不安を抱えてすすむ
2019年12月7日 病院
「おまえ、妊娠しているんじゃないか?」
一瞬、息が止まった。
私は今、産婦人科に来ている。薬局で買った妊娠検査薬で陽性反応が出たので、まず無駄足にはならないだろう。きっちり、パートナーも付き添ってくれている。
ちなみに、妊娠に気づいたのはパートナーである。私はまったく気づかなかった。さすが元バツイチ、経験者は違うなと感心した。それなのに、私よりも動揺している。頼りになるのか、頼りにならないのか。不安定な人である。

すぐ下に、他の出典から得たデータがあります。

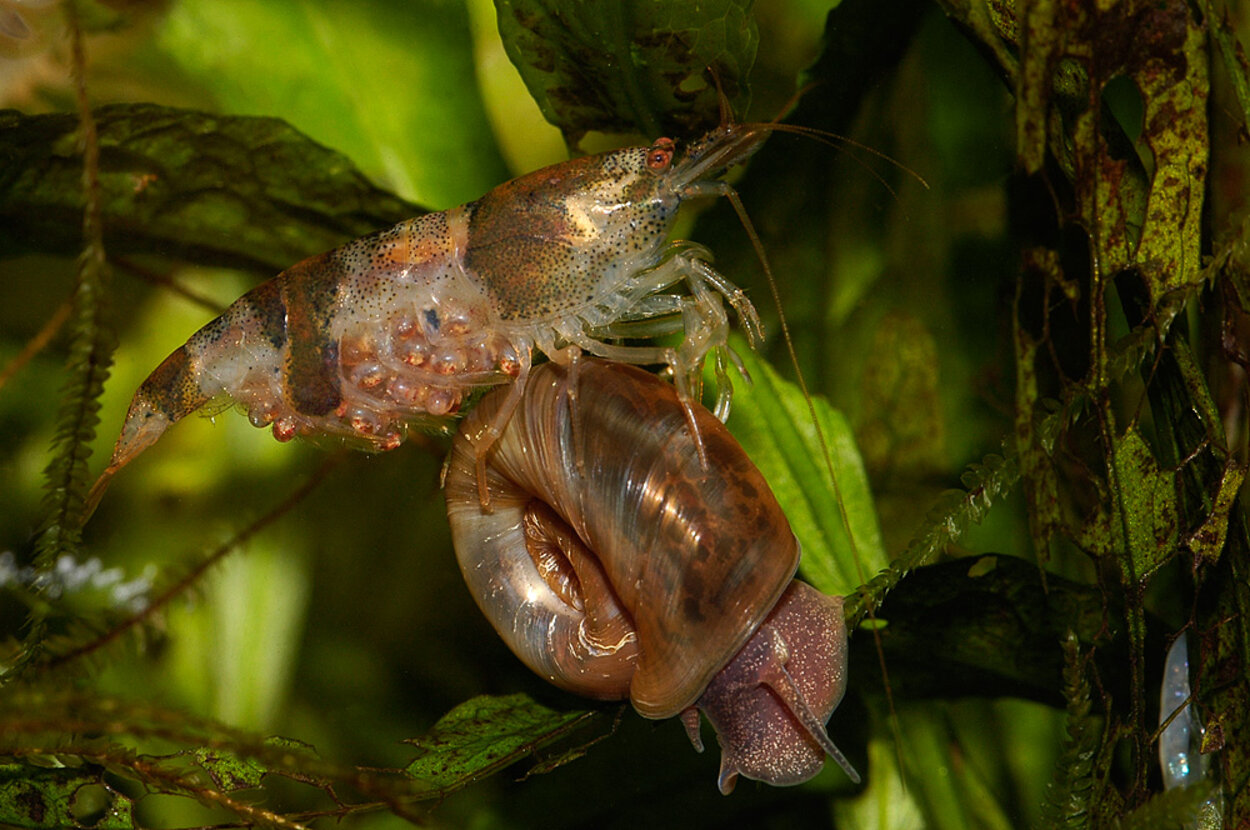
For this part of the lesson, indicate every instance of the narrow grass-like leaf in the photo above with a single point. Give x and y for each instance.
(484, 735)
(245, 191)
(773, 421)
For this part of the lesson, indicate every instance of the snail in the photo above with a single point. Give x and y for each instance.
(615, 564)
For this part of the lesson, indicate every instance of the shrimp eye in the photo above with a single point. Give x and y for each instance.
(660, 154)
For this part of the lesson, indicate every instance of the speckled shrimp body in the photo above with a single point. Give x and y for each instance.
(399, 328)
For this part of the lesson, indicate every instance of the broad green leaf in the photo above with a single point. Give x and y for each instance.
(389, 84)
(630, 65)
(204, 188)
(835, 521)
(484, 735)
(59, 796)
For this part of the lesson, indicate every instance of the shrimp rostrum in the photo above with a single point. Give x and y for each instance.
(398, 329)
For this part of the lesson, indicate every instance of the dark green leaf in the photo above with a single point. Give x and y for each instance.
(484, 735)
(630, 66)
(58, 796)
(210, 189)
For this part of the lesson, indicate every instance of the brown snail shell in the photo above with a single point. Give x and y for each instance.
(615, 565)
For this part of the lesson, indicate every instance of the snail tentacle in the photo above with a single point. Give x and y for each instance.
(616, 563)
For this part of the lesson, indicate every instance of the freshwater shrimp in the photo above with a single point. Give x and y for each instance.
(398, 329)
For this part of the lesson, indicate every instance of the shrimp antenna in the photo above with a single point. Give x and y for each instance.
(841, 143)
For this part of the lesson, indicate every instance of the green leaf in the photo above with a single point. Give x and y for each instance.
(389, 84)
(210, 189)
(1148, 504)
(484, 735)
(630, 65)
(774, 424)
(228, 770)
(34, 796)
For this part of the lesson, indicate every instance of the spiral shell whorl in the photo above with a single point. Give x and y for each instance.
(698, 545)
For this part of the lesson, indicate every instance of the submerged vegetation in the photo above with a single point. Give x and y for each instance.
(1025, 340)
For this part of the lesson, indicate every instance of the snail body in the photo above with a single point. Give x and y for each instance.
(615, 564)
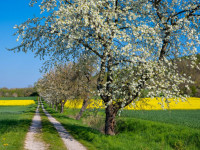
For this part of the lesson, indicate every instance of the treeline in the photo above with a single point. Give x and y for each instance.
(184, 67)
(18, 92)
(69, 81)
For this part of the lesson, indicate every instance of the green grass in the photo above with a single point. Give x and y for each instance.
(50, 134)
(132, 134)
(18, 98)
(14, 124)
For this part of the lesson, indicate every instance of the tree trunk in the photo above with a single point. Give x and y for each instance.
(62, 107)
(110, 120)
(56, 106)
(84, 106)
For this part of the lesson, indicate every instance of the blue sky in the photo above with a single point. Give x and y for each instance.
(17, 70)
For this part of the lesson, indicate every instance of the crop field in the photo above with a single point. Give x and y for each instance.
(19, 101)
(144, 104)
(14, 124)
(136, 130)
(188, 118)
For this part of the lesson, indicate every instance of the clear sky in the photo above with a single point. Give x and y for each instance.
(17, 70)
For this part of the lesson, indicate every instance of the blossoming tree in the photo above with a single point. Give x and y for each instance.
(137, 44)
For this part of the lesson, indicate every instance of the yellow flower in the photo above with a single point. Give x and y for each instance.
(16, 102)
(143, 104)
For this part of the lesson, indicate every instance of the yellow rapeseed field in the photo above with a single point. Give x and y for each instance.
(16, 102)
(144, 104)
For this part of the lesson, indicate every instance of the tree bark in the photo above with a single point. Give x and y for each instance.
(56, 106)
(83, 108)
(62, 107)
(110, 120)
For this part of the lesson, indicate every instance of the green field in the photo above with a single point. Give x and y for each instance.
(14, 124)
(134, 131)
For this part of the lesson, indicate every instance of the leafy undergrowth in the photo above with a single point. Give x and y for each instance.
(50, 134)
(132, 134)
(14, 124)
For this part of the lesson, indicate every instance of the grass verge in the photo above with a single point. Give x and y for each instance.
(50, 134)
(14, 124)
(132, 134)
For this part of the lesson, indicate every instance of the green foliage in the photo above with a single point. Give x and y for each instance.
(18, 98)
(14, 124)
(133, 133)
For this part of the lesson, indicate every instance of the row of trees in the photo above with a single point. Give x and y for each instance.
(68, 81)
(135, 44)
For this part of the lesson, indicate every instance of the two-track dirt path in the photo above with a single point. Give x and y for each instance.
(68, 140)
(32, 142)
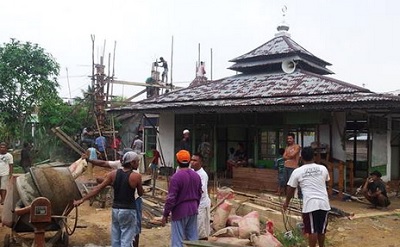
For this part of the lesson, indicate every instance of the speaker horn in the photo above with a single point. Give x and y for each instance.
(288, 66)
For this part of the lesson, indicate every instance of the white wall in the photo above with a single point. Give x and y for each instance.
(324, 134)
(338, 127)
(167, 137)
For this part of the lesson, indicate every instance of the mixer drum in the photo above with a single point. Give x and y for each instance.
(55, 183)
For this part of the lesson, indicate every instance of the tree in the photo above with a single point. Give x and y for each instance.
(27, 78)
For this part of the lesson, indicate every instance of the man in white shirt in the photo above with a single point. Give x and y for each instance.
(312, 179)
(203, 217)
(6, 170)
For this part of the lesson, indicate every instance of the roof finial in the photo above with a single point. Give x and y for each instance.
(283, 27)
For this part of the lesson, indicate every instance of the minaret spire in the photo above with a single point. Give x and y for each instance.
(283, 27)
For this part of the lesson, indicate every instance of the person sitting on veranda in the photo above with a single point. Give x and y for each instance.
(374, 191)
(239, 159)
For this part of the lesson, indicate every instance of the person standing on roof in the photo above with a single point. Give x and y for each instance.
(164, 75)
(101, 144)
(201, 71)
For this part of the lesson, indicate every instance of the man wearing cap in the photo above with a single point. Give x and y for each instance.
(125, 183)
(117, 164)
(182, 202)
(185, 142)
(374, 190)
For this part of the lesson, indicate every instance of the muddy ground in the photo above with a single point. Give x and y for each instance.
(370, 227)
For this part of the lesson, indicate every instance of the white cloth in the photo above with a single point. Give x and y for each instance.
(137, 146)
(203, 217)
(312, 180)
(205, 200)
(116, 164)
(203, 222)
(5, 161)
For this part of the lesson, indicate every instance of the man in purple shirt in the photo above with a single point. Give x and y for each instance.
(182, 202)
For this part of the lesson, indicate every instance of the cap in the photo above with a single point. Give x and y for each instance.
(124, 151)
(129, 157)
(183, 157)
(376, 173)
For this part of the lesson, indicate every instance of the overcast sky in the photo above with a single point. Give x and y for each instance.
(360, 38)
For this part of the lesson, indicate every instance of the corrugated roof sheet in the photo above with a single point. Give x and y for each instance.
(265, 92)
(278, 45)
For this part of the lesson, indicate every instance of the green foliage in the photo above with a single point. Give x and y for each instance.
(27, 78)
(295, 239)
(56, 113)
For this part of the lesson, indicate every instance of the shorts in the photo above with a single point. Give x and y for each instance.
(4, 182)
(153, 166)
(281, 180)
(139, 202)
(315, 221)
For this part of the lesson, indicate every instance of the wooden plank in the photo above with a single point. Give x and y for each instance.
(255, 178)
(375, 213)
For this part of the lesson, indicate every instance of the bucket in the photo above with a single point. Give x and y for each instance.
(55, 183)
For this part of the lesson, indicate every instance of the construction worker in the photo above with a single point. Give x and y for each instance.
(164, 75)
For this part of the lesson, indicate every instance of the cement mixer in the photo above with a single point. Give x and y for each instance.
(40, 201)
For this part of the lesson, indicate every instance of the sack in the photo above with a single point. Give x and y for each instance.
(267, 240)
(227, 232)
(233, 220)
(230, 240)
(249, 224)
(221, 215)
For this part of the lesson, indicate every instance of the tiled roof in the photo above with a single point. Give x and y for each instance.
(267, 92)
(277, 46)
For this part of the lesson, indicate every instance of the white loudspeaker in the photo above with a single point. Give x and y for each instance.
(288, 66)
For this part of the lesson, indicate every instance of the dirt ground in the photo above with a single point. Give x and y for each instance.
(370, 227)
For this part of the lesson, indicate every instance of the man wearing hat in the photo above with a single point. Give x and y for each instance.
(124, 216)
(374, 191)
(182, 202)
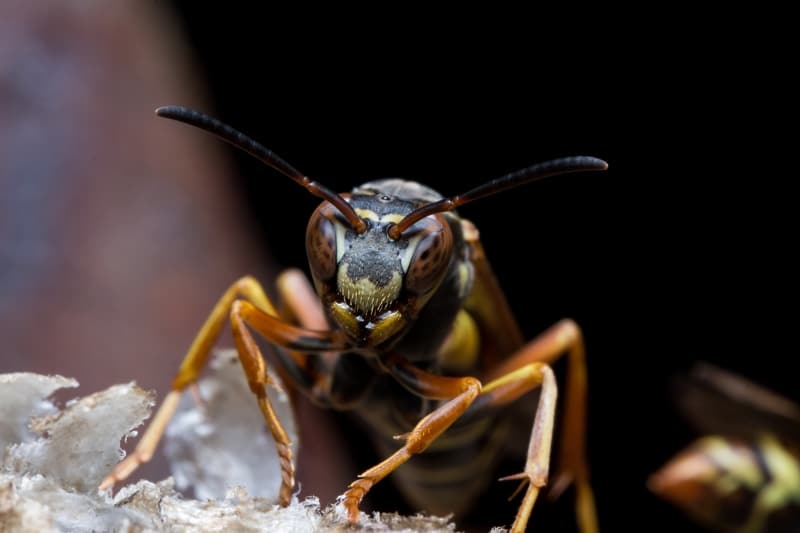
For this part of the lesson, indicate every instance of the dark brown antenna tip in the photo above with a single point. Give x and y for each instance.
(536, 172)
(266, 156)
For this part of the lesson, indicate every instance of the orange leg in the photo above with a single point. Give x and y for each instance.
(261, 315)
(562, 338)
(463, 392)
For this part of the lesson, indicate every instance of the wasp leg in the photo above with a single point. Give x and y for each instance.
(261, 315)
(563, 338)
(461, 392)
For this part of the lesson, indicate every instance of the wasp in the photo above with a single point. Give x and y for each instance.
(743, 475)
(407, 328)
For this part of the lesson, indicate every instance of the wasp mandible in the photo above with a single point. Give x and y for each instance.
(407, 327)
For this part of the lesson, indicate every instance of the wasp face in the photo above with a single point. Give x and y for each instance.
(374, 286)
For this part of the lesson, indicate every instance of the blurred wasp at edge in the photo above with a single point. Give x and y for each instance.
(743, 475)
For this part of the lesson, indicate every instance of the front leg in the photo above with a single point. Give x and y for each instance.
(259, 313)
(462, 392)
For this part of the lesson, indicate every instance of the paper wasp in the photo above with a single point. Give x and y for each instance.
(743, 475)
(408, 329)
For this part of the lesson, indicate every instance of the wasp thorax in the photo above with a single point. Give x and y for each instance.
(370, 277)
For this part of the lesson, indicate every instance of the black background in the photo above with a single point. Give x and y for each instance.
(679, 252)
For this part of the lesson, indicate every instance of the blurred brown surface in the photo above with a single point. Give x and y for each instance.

動揺してない風を装っているが、私も混乱はしている。心がダイレクトに表情に現れないほど、演技の着ぐるみが分厚いだけである。加えて、自分よりも動揺している人がそばにいると、なぜか落ち着く。人間の精神構造は不思議だ。
現在の心境は、不安半分の喜び半分だ。
一昨年だったら、不安が9割だっただろう。
原因不明の病気だったのだから。
私は20歳を迎えるまでに、家庭のいざこざを嫌と言うほど見てきた。両親や親せきがやらかしたトラブルの始末を、成人してもいないのに何度もした。頭を下げた回数は小学生の段階で覚えていない。そんな私には結婚がいいモノとは思えなかった。なにより、子供が笑顔で暮らす家庭を知らない私に子育てができるとは思えなかった。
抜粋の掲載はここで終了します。